Ponoć pracownicy ministerstw - w tym MF - i KPRM nie idą jutro do pracy.
Wyłączyć z pracy jakąś część osób? Mnie, z uwagi na to co robię, nikt z pracy nie wyłączy. Do tego od jutra oprócz swoich obowiązków muszę jeszcze zastępować koleżankę z innego stanowiska, która poszła na wolne z uwagi na dziecko. Kazać części osób przychodzić do pracy, narażać swoje zdrowie i zdrowie bliskich i pracować za resztę, która dostanie pozwolenie na siedzenie w domu to skrajnie demotywujące i niesprawiedliwe traktowanie.

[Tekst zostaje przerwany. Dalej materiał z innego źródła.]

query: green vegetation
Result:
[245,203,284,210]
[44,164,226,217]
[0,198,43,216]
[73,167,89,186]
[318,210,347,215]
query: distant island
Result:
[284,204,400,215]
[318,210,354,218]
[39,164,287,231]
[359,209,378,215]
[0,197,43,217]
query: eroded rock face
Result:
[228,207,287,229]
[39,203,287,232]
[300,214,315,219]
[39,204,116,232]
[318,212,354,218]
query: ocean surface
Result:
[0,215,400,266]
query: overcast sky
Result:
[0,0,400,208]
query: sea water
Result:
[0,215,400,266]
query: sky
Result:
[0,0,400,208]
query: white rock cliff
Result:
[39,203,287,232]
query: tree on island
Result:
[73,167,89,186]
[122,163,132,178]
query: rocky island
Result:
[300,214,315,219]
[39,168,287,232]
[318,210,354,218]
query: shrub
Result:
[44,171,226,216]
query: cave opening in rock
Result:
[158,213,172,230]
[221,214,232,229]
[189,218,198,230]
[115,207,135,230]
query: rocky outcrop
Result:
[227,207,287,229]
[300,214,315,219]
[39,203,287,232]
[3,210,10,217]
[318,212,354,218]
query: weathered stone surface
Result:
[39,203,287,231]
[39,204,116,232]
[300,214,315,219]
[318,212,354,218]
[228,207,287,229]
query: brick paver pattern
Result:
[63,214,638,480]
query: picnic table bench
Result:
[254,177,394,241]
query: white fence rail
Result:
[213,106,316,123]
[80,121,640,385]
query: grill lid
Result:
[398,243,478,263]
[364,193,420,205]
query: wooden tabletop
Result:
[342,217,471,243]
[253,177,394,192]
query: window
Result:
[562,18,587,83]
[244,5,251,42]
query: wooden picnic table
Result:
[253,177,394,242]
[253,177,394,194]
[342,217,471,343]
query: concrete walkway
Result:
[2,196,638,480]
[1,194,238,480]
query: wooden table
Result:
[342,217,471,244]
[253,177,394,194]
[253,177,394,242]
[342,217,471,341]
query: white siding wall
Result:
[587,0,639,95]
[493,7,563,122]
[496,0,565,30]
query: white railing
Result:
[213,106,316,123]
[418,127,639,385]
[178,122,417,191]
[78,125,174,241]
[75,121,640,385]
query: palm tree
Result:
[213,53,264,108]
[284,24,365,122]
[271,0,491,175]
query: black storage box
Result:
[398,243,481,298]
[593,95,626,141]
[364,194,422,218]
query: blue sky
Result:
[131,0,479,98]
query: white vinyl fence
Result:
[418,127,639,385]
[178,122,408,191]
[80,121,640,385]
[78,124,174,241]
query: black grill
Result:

"Wyłączyć z pracy jakąś część osób? Mnie, z uwagi na to co robię, nikt z pracy nie wyłączy. Do tego od jutra oprócz swoich obowiązków muszę jeszcze zastępować koleżankę z innego stanowiska, która poszła na wolne z uwagi na dziecko. Kazać części osób przychodzić do pracy, narażać swoje zdrowie i zdrowie bliskich i pracować za resztę, która dostanie pozwolenie na siedzenie w domu to skrajnie demotywujące i niesprawiedliwe traktowanie."
Ludzie, a co takiego ważnego robimy żeby siedzieć w urzędzie/izbie jak jest pandemia?
Szczurek w 2014 stwierdzył przecież, że przerzucamy papiery.
Ale na stronie KAS jest informacja o ograniczeniu dostępu do us-ów a nie o ich zamknięciu. Czyli każdy będzie ograniczenie rozumiał inaczej.